In Politics, Beware the Clinical Narcissist

A family friend who is a psychiatric nurse recently shared with me a publication by Daniel J. Fox Ph.D., who is the staff psychologist at the Federal Detention Center in Houston, Texas. He was a recent guest speaker at a medical conference in Seattle, Washington she had attended. A most fascinating chapter of Dr. Fox’s publication is one describing the DSM-5 Diagnostic Criteria for Narcissistic Personality Disorder. Narcissistic Personality Disorder is a type of mental illness described by Dr. Fox as, “A pervasive pattern of grandiosity, need for admiration, and lack of empathy”.

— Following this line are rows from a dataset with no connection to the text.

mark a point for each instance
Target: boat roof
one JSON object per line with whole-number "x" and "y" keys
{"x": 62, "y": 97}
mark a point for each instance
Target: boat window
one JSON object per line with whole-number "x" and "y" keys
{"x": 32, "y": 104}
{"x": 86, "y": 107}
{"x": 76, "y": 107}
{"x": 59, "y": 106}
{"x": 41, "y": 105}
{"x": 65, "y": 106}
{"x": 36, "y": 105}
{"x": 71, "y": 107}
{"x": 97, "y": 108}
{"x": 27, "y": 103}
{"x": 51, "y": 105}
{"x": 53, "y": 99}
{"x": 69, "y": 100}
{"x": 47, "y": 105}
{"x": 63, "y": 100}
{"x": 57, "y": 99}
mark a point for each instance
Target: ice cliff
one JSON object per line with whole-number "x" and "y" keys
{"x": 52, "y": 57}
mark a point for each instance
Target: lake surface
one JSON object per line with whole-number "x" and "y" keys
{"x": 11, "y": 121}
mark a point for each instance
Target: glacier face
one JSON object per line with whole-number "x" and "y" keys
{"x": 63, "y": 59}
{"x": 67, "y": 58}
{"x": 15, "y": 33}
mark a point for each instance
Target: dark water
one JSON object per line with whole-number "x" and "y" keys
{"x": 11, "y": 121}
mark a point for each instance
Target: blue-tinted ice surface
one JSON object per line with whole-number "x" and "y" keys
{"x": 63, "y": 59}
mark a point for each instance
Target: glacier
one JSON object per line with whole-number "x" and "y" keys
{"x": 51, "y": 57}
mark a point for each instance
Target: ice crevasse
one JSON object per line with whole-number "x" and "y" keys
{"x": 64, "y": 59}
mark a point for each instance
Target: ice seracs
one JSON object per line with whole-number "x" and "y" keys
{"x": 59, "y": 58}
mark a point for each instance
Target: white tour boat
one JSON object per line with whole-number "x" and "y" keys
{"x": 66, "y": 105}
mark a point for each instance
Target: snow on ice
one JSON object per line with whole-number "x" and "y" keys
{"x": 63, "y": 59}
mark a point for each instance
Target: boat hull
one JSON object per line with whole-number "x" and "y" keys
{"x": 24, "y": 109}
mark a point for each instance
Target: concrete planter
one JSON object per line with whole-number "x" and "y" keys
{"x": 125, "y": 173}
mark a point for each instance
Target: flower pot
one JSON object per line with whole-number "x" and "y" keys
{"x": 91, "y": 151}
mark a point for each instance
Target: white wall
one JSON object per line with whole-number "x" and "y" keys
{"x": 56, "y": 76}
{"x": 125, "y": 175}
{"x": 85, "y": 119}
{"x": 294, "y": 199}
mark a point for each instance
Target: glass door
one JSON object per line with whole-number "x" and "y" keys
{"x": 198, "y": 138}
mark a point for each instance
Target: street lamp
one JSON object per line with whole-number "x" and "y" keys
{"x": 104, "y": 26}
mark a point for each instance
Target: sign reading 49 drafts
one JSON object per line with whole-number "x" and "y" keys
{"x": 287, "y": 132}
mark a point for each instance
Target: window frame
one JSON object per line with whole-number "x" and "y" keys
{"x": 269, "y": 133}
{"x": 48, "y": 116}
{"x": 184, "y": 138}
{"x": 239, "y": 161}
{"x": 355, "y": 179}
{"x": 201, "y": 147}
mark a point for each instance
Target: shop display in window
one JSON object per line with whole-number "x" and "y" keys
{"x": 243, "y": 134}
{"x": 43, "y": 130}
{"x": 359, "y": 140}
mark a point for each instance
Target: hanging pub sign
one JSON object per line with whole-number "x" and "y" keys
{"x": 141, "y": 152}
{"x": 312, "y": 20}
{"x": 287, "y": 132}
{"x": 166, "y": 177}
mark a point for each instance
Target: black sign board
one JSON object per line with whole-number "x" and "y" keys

Narcissistic Personality Disorder is clinically recognized by the following symptoms:

  1. A grandiose sense of self- importance.
  2. Preoccupation with unlimited success, power, and brilliance.
  3. A belief that one’s self is special and unique.
  4. Requiring excessive admiration.
  5. Unreasonable expectations of especially favorable treatment or automatic compliance with one’s own expectations.
  6. Being interpersonally exploitive.
  7. Having little regard for the feelings of others.
  8. Believing others to be envious of one’s self.
  9. Showing haughty or arrogant behavior or attitudes.

Some people think all psychologists are nuts. Some people think that all politicians are nuts. It is probably safe to say that in some cases some or both may.

At the very least, Dr. Fox’s perspective  on the subject could allow voters take pause and have a second look  at the slate of persons who desire “to be the most powerful person on the planet”? It goes without saying that anyone who runs for President needs a large ego. That said, it is arguable that a personality disorder is a step or two above merely being self-confident. A Presidential race is the ultimate human drama in America, but then car crashes are also very dramatic. May we have the wisdom to know the difference.